Para restarle importancia a ese asalto, Gustavo Petro trinó: “Los mismos magistrados han querido que no se use violencia y no hay ataque contra los magistrados”. “No hubo ningún magistrado herido, no hubo ningún magistrado sacado en helicóptero y no hubo un secuestro”. Y, según Semana, lanzó con frío cinismo: “Siempre pudieron salir y entrar como quisieran. No salieron porque ellos le dijeron al general de la Policía que no querían salir, sino que iban a trabajar más hasta la hora en que salieron”.

Igualmente acudió a la burda pirueta de la personalización: las víctimas no eran los magistrados, era él. No hubo peligro ese día, y el peligro fue un invento de la prensa, pues ese día él no fue atacado por nadie. Lo dijo así: “Yo salí caminando del Palacio de Nariño, no había helicóptero, ni siquiera los de la Presidencia, no había necesidad”. ¿Cree Petro que hay una gota de lógica en esa respuesta?

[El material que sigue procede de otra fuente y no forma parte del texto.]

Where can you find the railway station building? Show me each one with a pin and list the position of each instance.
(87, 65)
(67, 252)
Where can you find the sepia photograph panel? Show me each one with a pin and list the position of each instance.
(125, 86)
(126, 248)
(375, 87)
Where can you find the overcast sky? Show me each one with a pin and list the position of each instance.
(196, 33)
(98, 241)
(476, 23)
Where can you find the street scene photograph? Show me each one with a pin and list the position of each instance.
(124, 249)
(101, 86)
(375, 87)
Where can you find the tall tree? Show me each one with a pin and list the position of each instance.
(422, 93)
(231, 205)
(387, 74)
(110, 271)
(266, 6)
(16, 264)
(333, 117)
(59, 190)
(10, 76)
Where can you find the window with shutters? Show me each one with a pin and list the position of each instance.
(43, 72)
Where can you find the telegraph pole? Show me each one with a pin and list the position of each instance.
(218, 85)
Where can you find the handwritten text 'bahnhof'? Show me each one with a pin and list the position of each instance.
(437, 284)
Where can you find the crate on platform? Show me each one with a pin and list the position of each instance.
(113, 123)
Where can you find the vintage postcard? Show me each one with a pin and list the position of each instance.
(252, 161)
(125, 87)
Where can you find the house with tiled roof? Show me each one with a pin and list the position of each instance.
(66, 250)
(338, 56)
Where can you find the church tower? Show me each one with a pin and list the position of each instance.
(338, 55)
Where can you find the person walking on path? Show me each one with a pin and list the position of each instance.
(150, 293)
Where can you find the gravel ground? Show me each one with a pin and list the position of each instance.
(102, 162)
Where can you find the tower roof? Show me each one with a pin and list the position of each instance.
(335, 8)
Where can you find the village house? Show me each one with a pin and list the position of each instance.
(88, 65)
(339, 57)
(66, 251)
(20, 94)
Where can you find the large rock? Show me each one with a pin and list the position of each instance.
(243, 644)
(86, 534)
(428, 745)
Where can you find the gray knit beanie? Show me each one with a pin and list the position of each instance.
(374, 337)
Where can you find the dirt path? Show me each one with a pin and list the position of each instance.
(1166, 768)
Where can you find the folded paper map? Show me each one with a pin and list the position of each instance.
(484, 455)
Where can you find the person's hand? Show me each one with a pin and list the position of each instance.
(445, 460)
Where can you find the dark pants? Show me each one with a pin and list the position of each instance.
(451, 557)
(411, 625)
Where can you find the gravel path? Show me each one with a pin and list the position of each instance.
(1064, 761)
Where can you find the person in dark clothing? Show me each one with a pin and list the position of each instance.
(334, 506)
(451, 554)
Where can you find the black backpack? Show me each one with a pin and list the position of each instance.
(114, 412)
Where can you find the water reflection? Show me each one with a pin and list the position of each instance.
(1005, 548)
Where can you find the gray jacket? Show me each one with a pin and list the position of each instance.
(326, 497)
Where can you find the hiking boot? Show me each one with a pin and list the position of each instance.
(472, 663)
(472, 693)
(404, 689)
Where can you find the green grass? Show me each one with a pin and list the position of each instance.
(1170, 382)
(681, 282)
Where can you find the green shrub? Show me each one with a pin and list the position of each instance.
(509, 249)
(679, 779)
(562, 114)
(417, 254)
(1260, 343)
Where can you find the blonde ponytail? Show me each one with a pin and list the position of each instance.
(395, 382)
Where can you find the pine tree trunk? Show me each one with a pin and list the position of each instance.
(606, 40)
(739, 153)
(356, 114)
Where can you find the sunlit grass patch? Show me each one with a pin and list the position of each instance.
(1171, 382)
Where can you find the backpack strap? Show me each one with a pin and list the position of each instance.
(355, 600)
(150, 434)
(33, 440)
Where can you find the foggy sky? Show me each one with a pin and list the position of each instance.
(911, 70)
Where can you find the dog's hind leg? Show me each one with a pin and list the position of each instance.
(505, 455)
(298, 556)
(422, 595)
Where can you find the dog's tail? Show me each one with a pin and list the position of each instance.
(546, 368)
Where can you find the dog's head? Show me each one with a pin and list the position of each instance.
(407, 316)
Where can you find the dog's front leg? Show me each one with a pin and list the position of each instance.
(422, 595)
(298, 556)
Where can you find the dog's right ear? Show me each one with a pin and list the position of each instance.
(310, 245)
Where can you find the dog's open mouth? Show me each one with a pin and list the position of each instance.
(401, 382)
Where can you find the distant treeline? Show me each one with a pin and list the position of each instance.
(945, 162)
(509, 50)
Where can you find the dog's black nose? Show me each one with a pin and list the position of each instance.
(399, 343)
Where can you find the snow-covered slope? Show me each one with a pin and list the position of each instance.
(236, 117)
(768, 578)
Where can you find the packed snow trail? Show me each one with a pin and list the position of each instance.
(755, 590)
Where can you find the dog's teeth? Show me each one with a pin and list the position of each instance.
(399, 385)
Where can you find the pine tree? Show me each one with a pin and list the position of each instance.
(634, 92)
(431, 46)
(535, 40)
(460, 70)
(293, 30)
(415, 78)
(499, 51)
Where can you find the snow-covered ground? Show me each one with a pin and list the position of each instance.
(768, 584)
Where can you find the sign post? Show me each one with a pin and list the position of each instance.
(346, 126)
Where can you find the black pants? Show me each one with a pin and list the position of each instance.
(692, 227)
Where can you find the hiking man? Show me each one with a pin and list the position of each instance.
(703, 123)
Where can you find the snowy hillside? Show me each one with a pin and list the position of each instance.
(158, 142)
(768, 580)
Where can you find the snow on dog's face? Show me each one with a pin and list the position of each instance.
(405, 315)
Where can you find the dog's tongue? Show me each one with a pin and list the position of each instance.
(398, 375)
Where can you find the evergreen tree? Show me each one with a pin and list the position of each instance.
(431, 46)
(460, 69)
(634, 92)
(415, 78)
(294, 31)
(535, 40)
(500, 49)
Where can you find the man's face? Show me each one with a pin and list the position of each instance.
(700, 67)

Petro ha llegado al colmo de trasladar la culpa de lo ocurrido a Fecode y a los otros sindicatos. Según él, el bloqueo de la CSJ fue ejecutado contra sus órdenes. “Me corresponde apagar –dijo-- a quienes quieren prender incendios”. Petro es desleal hasta con sus propios socios y cómplices. Quiere que olvidemos su iracundo mensaje en donde le exigió a los sindicatos, sobre todo a la CUT y a Fecode, que realizaran “la máxima movilización popular por la decencia” y la “movilización popular general” contra una imaginaria “ruptura institucional” que venía de la CSJ y de la Fiscalía general. 

Petro trabaja para que olvidemos que el convocante de las protestas que terminaron en el secuestro de los magistrados y del personal de la Corte Suprema de Justicia es él.

Eso no es todo. Petro trata al mismo tiempo de culpar a los propios magistrados de la CSJ de ser los promotores de los disturbios: los magistrados enfurecieron a la gente, insinúa, por no haber elegido el nuevo fiscal. Es el mundo al revés. Es el mundo de Petro con sus acostumbradas fullerías: tirar la piedra y acusar a la víctima. ¡Los violentos estaban apostados en ese lugar pues respondieron al llamado de Petro de impedir el “golpe” de la CSJ!

Esa visión podrida de la acción gubernamental es la que los colombianos no soportan un día más. La prueba son las excelentes declaraciones de los más importantes jefes de las tendencias políticas y de valerosos responsables de prensa, como Vicky Dávila, y los millones de textos en las redes sociales que acusan a Petro de ser el causante de los estragos del 8 de febrero de 2024.

Ahora falta la respuesta de la rama judicial la cual tendrá que calificar los hechos violentos contra la sede de la Corte Suprema de Justicia y definir la responsabilidad que tiene el presidente en lo que sucedió en esa jornada. Y falta, además, la acusación ante el Senado por la Comisión de Investigación y Acusación de la Cámara de Representantes por los actos u omisiones del presidente Petro que violaron la Constitución y las leyes.